Last week I pushed some patches that started to break up the native code generator into architecture specific modules. Unfortunately, due to a miscommunication the patches weren't validated on powerpc properly, and now the head has been broken on that architecture for a few days.
I've been using Thorkil's machine to debug the problem, and have narrowed it down to the linear register allocator (surprise surprise). The linear allocator has some code that tries to make sure that basic blocks are allocated in call-order. Unfortunately, for tiresome reasons, if there are no branch instructions to a particular block then the allocator goes into an endless loop. This problem is exposed when trying to compile AutoApply.cmm from the runtime system. Only a small amount of code from the RTS contains Cmm level loops, so it's not well tested in that respect. Regular, compiled Haskell code contains no assembly level loops.
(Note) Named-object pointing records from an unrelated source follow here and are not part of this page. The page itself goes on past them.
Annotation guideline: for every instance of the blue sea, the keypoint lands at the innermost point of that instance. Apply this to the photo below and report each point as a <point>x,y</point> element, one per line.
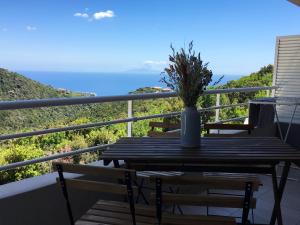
<point>102,83</point>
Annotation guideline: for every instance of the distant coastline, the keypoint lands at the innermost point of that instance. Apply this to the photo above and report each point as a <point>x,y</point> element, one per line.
<point>101,84</point>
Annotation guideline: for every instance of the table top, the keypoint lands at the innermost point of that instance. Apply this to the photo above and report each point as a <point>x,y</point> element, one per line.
<point>212,150</point>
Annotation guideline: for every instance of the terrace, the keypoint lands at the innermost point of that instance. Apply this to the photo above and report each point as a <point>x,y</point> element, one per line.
<point>38,200</point>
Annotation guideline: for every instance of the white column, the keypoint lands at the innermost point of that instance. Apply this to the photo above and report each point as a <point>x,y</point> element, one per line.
<point>217,110</point>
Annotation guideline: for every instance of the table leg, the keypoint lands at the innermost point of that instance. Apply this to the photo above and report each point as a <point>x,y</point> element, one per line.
<point>278,192</point>
<point>116,163</point>
<point>290,124</point>
<point>278,123</point>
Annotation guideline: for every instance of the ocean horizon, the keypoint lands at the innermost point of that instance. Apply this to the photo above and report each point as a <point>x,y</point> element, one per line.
<point>104,83</point>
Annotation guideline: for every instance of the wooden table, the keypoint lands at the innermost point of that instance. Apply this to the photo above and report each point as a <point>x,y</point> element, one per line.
<point>236,154</point>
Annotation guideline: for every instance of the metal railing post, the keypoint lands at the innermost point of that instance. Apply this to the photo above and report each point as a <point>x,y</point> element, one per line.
<point>217,110</point>
<point>129,113</point>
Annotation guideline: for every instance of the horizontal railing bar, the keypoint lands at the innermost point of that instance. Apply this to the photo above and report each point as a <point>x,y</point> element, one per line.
<point>99,124</point>
<point>37,103</point>
<point>233,119</point>
<point>222,107</point>
<point>52,157</point>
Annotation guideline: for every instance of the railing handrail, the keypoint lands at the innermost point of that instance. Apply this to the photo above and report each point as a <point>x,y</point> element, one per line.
<point>100,124</point>
<point>37,103</point>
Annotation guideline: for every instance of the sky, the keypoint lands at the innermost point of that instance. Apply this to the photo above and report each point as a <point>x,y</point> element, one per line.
<point>236,37</point>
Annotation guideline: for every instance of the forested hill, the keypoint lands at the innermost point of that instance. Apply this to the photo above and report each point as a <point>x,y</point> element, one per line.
<point>15,86</point>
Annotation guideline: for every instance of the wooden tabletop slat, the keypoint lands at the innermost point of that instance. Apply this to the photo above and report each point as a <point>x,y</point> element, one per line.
<point>228,149</point>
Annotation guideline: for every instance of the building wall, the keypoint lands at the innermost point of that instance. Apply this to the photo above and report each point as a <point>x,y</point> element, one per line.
<point>287,74</point>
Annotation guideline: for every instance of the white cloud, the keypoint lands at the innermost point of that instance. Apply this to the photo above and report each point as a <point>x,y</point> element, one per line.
<point>82,15</point>
<point>102,15</point>
<point>155,63</point>
<point>30,28</point>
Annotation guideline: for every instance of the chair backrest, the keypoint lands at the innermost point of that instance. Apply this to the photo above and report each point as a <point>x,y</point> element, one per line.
<point>242,183</point>
<point>124,188</point>
<point>171,129</point>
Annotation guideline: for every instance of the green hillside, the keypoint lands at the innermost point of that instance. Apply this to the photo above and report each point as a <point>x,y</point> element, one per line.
<point>14,86</point>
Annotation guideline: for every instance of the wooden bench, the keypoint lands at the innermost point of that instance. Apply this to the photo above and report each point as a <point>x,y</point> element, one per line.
<point>232,127</point>
<point>246,184</point>
<point>104,211</point>
<point>168,129</point>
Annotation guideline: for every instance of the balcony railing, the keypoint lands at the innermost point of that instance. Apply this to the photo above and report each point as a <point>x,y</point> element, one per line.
<point>25,104</point>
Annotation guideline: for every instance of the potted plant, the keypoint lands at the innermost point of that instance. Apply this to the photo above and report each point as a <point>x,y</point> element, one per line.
<point>189,76</point>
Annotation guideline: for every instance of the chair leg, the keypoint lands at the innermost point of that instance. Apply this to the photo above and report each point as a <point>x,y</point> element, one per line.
<point>140,191</point>
<point>175,205</point>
The graph coloring allocator compiles the code fine, so I'm pretty sure it's not a problem with code generation. I'm not sure why splitting up the code generator created this problem.
There isn't a comment in the allocator code that fully explains the block ordering problem, or gives a test case. I tried disabling this code, but it didn't make things better. Also, when I try to dump the cmm code for AutoApply.cmm with -ddump-opt-cmm the pretty printer (or something) also goes into an endless loop. This happens when compiling with -fregs-graph as well, so I think it's an unrelated problem.
More digging. Code generation for AutoApply.cmm produces basic blocks that have no explicit branches to them, because the branch is via a jump table...
Dah! Found it. My previous patch to the handling of fixup code wasn't complete for powerpc. The BCTR instruction wasn't being treated as though it was a branch.
Realise that there is a problem: 1 min
Setup to work on the problem: 1 hr
Find the problem: 5 hrs
Fix the problem: 1 min
Ah, code generation. Who doesn't love it?